A delicate hand joined his, picking up a particularly valuable copy of Dante's Inferno, and helping him collect the scattered volumes. He grunted a thanks to the stranger without looking up. As he struggled to collect all the volumes, his hand met with his benefactor's over a copy of Nostradamus' prophecies. He glanced up at the owner of the hand, and found his gaze transfixed.
He was staring into the ocean-coloured eyes of the woman from the hospital elevator. They met his with polite distance at first, which gave way to uneasiness as he studied her face mutely, transfixed and fascinated, as déjà vu chilled his insides as it had at the hospital. She broke his gaze hastily with a hint of panic, and shoved the books she had collected into his arms, turning and walking at a fast clip in the opposite direction.
"Wait!" he called to her, but she turned into an alleyway and disappeared, leaving him standing stupidly in the middle of the street with an armful of soggy books. Her image was burned into his mind, teasing him with a mixture of fascination and nervousness. Her red hair had been slightly damp from the rain a few hours before, coming just below her shoulders. She had been wearing a halter top, despite the chilly gray afternoon. Barebacked. Odd.
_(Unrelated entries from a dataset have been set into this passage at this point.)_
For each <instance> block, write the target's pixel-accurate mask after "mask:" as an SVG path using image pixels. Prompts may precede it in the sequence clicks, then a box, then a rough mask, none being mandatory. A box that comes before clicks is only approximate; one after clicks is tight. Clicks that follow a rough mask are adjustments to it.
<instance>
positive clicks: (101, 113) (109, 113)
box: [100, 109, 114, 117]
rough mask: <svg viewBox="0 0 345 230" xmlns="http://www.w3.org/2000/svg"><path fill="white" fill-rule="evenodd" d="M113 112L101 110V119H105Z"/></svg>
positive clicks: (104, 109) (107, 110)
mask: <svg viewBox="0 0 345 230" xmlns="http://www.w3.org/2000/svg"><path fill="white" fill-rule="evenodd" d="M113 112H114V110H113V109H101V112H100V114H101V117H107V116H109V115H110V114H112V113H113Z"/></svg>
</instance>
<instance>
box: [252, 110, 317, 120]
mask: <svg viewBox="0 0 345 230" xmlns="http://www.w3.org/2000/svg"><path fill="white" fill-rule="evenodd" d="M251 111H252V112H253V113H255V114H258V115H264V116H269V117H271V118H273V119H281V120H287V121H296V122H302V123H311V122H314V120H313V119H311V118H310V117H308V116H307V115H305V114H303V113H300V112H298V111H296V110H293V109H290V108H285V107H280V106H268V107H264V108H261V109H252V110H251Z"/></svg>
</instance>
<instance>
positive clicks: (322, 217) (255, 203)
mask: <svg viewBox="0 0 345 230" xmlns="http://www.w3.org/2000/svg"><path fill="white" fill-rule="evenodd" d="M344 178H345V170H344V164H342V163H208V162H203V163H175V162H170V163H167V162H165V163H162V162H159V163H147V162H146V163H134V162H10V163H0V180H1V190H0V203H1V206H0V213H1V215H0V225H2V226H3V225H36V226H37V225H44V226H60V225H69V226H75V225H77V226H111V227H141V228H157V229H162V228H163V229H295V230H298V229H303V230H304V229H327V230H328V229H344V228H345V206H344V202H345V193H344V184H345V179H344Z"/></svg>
He spent the rest of the day rebuilding his ravaged apartment and salvaging the books as best he could. He borrowed a hairdryer from a neighbor and painstakingly dried eack book, preserving most of the print. Most of his notes were completely illegible. He cursed his landlady to the deepest circle of hell.
His efforts took him well into the night. Despite his yearning earlier in the day, his bed didn't feel as good as he had imagined. Sleep was reluctant coming, and he resisted it a little, thinking of the long sleep he had recently endured. At five thirty, when he finally lost consciousness for a few tentative hours, his last thought was of the gentle faced woman with the auburn curls and eyes the colour of cloud-teased sky.